Before we discussed collateral mortgage, let’s first discuss mortgage.

What is a mortgage?

You’ve seen this word before, but maybe you haven’t really paid attention to what it is. Let’s talk about it.


A mortgage is an agreement between you (the borrower) and a mortgage lender to buy a home without having all the cash upfront. The home is used as collateral.

A mortgage is a type of loan used to purchase or maintain a home, land, or other types of real estate.

The borrower agrees to pay the lender over time, typically in a series of regular payments that are divided into principal and interest.

The property then serves as collateral to secure the loan. A borrower must apply for a mortgage through their preferred lender and ensure that they meet several requirements, including minimum credit scores and down payments.

Mortgage applications go through an underwriting process before they reach the closing phase.

Mortgage types vary based on the needs of the borrower, such as conventional and fixed-rate loans.

Who gives out mortgages? Most banks offer highly competitive mortgage options for their members.

How do you qualify for this?

Most home loans are only provided to those who have sufficient assets and income relative to their debts to practically carry the value of a home over time.

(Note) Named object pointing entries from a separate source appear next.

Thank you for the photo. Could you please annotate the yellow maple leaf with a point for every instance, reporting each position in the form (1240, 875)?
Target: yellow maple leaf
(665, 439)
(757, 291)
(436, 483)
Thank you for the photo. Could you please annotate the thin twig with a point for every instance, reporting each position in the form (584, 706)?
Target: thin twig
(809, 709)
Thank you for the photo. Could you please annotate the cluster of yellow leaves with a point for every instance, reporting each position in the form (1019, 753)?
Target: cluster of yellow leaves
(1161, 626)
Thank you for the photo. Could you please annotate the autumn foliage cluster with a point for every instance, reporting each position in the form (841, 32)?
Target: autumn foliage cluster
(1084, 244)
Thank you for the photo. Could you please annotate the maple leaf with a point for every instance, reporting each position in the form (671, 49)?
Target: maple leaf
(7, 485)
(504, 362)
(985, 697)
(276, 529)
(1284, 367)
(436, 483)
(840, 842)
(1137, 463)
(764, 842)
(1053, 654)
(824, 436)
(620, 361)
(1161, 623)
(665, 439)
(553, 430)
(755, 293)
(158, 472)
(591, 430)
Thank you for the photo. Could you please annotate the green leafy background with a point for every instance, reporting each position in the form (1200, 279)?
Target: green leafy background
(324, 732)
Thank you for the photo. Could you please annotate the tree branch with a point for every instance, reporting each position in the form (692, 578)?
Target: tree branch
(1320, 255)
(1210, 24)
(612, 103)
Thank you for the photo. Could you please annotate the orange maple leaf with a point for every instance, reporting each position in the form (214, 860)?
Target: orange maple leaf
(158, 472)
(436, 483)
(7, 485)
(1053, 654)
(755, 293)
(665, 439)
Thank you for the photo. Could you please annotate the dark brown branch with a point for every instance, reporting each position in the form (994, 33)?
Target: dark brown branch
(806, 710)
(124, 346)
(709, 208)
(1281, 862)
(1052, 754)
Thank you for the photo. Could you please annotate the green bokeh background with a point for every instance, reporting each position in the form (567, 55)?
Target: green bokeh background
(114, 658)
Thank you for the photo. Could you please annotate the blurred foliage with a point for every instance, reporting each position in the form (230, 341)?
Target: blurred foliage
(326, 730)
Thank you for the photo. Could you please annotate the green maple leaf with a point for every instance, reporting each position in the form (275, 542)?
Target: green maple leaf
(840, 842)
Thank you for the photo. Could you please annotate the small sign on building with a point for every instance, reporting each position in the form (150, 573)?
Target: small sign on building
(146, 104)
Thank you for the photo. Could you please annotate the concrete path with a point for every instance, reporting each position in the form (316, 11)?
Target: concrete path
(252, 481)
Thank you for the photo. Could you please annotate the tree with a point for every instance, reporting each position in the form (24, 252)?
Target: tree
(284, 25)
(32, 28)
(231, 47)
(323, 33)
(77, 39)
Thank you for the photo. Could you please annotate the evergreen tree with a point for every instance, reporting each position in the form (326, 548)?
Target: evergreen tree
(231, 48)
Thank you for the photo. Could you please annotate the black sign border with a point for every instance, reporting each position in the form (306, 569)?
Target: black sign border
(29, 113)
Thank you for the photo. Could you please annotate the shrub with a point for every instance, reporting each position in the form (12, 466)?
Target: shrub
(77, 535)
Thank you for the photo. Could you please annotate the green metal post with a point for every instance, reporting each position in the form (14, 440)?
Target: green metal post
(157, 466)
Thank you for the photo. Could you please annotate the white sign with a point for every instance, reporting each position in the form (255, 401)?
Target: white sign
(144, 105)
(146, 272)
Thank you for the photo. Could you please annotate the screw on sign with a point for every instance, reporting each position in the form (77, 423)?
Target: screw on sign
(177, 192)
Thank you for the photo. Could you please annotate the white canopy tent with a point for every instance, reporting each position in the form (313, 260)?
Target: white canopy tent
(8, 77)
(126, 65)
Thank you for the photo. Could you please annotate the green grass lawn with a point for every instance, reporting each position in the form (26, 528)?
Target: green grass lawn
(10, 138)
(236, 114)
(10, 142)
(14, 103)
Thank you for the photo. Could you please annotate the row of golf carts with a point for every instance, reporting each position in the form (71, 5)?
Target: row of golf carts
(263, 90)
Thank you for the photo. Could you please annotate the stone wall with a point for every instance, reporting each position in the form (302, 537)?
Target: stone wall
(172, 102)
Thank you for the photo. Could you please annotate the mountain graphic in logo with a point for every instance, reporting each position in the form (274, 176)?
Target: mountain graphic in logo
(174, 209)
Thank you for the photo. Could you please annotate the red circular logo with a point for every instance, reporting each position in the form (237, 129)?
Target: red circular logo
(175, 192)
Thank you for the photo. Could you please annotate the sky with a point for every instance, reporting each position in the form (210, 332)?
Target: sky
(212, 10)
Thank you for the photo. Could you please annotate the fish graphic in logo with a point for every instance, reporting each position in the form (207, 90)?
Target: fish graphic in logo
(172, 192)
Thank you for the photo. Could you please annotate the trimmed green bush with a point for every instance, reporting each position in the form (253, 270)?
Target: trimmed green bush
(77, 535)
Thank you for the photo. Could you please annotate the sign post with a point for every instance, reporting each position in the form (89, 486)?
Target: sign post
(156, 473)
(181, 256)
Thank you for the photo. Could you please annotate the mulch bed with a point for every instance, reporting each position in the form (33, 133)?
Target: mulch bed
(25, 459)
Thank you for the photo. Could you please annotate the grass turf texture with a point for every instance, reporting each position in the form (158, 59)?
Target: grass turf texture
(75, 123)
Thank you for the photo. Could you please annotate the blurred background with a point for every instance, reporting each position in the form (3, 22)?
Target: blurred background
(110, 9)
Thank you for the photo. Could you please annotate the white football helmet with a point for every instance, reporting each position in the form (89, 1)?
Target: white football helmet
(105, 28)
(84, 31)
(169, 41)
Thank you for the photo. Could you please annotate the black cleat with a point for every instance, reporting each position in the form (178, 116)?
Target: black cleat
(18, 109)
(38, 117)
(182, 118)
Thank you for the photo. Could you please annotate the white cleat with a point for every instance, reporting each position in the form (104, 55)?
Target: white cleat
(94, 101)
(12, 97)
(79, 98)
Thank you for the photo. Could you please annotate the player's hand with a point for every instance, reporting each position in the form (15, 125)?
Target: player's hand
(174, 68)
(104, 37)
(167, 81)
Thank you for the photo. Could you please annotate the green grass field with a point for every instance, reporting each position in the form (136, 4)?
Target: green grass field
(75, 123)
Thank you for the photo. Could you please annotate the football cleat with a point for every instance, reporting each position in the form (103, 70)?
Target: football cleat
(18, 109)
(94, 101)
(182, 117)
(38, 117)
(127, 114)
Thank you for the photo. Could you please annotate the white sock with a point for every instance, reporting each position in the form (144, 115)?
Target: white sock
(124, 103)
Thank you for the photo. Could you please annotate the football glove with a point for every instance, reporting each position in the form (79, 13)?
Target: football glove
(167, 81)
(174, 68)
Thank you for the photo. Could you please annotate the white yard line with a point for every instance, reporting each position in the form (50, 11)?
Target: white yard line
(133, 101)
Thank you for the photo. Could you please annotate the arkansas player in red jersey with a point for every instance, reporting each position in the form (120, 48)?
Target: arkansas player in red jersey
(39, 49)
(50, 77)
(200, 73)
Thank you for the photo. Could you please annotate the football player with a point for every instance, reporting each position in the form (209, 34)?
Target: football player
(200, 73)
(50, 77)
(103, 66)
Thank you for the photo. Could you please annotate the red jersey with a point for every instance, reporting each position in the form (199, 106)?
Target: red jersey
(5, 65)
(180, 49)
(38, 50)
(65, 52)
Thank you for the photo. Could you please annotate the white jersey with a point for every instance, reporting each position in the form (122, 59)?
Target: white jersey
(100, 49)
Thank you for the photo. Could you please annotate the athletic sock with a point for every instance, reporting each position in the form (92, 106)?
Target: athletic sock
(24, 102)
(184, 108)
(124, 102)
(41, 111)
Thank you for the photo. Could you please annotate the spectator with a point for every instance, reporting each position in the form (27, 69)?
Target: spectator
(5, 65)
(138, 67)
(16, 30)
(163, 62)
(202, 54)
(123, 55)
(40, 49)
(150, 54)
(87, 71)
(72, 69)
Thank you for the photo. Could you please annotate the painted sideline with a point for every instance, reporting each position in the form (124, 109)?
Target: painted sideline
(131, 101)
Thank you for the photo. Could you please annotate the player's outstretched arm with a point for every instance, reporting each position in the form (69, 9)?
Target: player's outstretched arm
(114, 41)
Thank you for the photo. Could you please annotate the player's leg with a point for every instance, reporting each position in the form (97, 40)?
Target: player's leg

The lender (your bank) may ask for different things including assets, other bank statements, pay slips, business records, cash records before approving the loan. They may also request another person to cosign your mortgage for you if need be.

What is the interest rate?

That varies from lender to lender as well as the borrower. Riskier borrowers may have a much higher interest rate compared to others.

A home equity loan is also a mortgage. The main difference between a home equity loan and a traditional mortgage is that you take out a home equity loan after buying and accumulating equity in the property.

A mortgage is typically the lending tool that allows a buyer to purchase (finance) the property in the first place.

As the name implies, a home equity loan is secured—that is, guaranteed—by a homeowner’s equity in the property, which is the difference between the property’s value and the existing mortgage balance. For example, if you owe $150,000 on a home valued at $250,000, you have $100,000 in equity.

Assuming that your credit is good, and that you otherwise qualify, you can take out an additional loan using that $100,000 as collateral.

Like a traditional mortgage, a home equity loan is an installment loan repaid over a fixed term. Different lenders have different standards as to what percentage of a home’s equity they are willing to lend, and the borrower’s credit rating helps to inform this decision.


A collateral mortgage is a way of registering your mortgage on title. This type of registration is sometimes used by banks and credit unions.

Monoline lenders, on the other hand, rarely register your mortgage as a collateral charge – which is an all-indebtedness charge that allows you to access the equity in the home over and above your mortgage, up to the total charge registered.

What this means is that you may be able to get a home equity line of credit and/or a readvanceable mortgage, or increase your mortgage without having to re-register a mortgage.

This is a real benefit to you in some cases because re-registering your mortgage can cost up to a thousand dollars.

However, there are some negatives to having a collateral mortgage.

First and most glaring – because it is an “all indebtedness” mortgage – it brings into account all other debts held by that lender into an umbrella registered against your home. This means that your credit cards, car loans, or any related debt at your mortgage’s institution can be held against your home, even if you’re up to date with your mortgage payments.

Secondly, if you want to switch your mortgage over to a different lender, they may not accept the transfer of your specific collateral mortgage. This means you’ll need to pay additional fees to discharge the mortgage and register a new one.

And lastly, collateral mortgages make it more difficult to have flexibility to get a second mortgage, obtain a home equity line of credit from a different institution, or use a different financial instrument on your home. This is because your collateral mortgage is often registered for the whole amount of your property.

To recap, collateral mortgages give you the flexibility to combine multiple mortgage products under one umbrella mortgage product while tying you up with that one lender. While this type of mortgage can be a great tool when used correctly, it does have its drawbacks.


What is a collateral mortgage?

A collateral mortgage is when the lender puts more money on title than what your actually mortgage is.

The benefit to this is when or if you want a line of credit (secured) it is already set up on title.

The downfall to be aware is you are now tied exclusively to that bank…can’t go ANYWHERE else. So should you for whatever reason need to talk to another lender, you can’t because the first one has locked down all your equity.

To be truthful it is dirty business but at this time not illegal. Another important thing to know is at renewal if can cost you 10x more to transfer to a different lender because of how they have registered the mortgage.

Step into a collateral mortgage with eyes wide open and consider your options.


Who does a collateral mortgage really help? The lender. So buyer beware on this product.